C. C. Wei, chief executive officer of Taiwan Semiconductor Manufacturing Co. (TSMC), left, and Jensen Huang, chief executive officer of Nvidia Corp., during the TSMC sports day event in Hsinchu, Taiwan, on Saturday, Nov. 8, 2025.

Bloomberg | Bloomberg | Getty Images

Asian chip stocks rallied in early trading Thursday after American AI chip darling Nvidia beat Wall Street expectations and issued stronger-than-expected guidance for the fourth quarter. 

South Korea’s SK Hynix popped around 4%. The memory chip maker is Nvidia’s top supplier of high-bandwidth memory used in AI applications. 

Samsung Electronics, which also supplies Nvidia with memory, was also up nearly 4%. The company has been working to catch up to SK Hynix in high-bandwidth memory to land more contracts with Nvidia. 

Taiwan Semiconductor Manufacturing Company, the world’s largest contract chipmaker, which produces most of Nvidia’s chip designs, rose 4% in Taipei.

“We expect Nvidia’s results to drive higher earnings estimates across the sector, including for its primary GPU supplier TSMC, memory vendors SK Hynix and Samsung, and the broader Asian subcomponent and assembly value chain,” Rolf Bulk, equity research analyst at New Street Research, told CNBC.

In Tokyo, Renesas Electronics, a key Nvidia supplier, added about 4%. Tokyo Electron, which provides essential chipmaking equipment to foundries that manufacture Nvidia’s chips, gained 5.87%. Another Japanese chip equipment maker, Lasertec, was up about 6%. 

Japanese tech conglomerate SoftBank skyrocketed nearly 7%, though the firm recently offloaded its shares of Nvidia.
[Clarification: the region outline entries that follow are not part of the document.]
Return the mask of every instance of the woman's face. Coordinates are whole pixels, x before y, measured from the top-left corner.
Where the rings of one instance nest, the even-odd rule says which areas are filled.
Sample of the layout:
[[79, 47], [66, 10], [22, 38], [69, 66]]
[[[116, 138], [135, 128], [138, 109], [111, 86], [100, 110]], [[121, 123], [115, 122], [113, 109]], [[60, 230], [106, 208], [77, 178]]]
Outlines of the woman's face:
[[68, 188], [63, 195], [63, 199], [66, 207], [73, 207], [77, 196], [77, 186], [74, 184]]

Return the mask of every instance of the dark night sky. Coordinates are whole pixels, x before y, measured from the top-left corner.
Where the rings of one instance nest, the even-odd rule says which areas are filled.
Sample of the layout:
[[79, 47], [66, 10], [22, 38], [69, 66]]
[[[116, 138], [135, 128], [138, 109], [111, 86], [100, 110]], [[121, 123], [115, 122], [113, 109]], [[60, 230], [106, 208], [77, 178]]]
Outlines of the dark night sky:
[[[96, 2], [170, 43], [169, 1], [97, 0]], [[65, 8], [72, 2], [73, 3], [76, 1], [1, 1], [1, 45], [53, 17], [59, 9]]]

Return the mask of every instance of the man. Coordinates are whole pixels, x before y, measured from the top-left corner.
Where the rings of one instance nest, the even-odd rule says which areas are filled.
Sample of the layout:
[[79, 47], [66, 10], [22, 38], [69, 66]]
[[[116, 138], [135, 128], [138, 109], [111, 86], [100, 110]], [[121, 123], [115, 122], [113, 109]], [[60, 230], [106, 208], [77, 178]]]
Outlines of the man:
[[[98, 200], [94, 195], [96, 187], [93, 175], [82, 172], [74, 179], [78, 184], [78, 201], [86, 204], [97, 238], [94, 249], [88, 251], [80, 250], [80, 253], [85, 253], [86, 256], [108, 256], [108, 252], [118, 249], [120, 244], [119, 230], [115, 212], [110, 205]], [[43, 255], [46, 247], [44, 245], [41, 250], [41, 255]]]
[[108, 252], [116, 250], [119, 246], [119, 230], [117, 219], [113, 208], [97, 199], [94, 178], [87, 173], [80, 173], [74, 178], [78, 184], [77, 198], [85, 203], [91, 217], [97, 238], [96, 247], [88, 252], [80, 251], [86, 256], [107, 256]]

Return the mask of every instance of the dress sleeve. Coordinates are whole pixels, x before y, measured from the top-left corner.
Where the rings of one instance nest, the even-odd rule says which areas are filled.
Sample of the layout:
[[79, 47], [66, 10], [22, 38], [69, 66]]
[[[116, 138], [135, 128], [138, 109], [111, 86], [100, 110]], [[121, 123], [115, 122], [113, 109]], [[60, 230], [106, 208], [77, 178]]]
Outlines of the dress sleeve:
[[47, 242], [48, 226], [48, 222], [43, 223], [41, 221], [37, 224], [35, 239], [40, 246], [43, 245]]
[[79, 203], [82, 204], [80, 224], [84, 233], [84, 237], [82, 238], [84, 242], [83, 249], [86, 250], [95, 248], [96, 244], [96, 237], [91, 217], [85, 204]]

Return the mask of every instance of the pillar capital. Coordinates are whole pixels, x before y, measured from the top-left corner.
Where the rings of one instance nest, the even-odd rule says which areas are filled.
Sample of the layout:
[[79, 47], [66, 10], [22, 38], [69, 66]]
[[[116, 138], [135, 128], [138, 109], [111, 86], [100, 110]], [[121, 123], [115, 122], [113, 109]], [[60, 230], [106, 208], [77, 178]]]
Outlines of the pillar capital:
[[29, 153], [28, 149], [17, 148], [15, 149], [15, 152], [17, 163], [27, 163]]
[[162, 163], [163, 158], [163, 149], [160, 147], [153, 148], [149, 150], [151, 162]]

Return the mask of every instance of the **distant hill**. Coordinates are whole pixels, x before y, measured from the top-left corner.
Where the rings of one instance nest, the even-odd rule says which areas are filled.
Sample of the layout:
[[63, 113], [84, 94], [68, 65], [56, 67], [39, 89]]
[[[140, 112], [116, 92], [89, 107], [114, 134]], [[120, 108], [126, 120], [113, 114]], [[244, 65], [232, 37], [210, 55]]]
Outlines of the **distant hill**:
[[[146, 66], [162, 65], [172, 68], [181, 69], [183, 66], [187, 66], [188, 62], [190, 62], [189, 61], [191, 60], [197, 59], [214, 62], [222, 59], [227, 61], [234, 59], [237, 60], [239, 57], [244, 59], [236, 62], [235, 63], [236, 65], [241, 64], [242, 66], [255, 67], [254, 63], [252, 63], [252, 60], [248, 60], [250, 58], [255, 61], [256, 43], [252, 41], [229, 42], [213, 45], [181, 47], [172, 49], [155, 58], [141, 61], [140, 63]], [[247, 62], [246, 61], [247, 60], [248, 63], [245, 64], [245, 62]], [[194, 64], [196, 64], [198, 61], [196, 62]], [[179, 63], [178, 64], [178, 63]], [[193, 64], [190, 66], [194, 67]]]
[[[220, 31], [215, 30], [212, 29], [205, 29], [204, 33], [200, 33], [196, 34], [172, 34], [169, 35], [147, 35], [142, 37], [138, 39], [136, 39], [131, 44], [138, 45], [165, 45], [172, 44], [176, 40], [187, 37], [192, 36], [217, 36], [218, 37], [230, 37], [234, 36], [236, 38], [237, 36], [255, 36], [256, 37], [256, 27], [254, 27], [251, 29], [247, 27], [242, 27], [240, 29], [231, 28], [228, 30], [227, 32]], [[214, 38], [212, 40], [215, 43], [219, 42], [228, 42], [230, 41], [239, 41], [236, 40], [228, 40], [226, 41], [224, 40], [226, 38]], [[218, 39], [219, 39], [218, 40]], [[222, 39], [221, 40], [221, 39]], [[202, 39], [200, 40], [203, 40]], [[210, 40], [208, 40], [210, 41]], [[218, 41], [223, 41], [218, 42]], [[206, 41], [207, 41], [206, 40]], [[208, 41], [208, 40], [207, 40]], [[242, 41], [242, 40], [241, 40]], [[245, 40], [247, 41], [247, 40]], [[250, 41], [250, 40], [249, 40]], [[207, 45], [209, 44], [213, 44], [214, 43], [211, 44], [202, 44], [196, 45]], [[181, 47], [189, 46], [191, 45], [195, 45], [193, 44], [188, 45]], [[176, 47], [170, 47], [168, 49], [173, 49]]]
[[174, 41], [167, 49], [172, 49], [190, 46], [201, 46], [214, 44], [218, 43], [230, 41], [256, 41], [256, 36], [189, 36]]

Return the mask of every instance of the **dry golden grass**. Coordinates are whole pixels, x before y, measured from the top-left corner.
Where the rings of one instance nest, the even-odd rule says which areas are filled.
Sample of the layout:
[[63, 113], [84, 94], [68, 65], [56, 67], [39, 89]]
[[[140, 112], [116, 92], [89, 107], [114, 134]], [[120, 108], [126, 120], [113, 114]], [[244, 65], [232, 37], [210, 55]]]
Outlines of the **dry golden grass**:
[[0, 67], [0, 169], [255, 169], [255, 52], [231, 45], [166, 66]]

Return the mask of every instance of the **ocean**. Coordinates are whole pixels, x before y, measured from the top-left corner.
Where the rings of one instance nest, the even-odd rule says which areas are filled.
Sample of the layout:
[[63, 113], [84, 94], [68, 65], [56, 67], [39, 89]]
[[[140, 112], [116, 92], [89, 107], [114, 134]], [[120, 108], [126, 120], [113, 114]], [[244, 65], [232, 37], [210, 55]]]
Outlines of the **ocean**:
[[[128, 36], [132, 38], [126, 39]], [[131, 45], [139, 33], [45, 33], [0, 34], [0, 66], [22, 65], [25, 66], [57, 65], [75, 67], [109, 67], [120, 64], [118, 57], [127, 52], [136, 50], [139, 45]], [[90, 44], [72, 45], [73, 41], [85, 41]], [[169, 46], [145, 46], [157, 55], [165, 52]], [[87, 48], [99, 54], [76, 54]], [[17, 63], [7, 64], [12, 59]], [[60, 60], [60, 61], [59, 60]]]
Softbank owns the majority of British semiconductor company Arm, which supplies Nvidia with chip architecture and designs.

SoftBank is also involved in a number of AI ventures that use Nvidia’s technology, including the $500 billion Stargate project for data centers in the U.S.

Nvidia’s sales and outlook are closely watched by the technology industry as a sign of the health of the AI boom, and its strong earnings could ease recent fears regarding an AI bubble.  

“There’s been a lot of talk about an AI bubble,” Nvidia CEO Jensen Huang told investors on an earnings call. “From our vantage point, we see something very different.”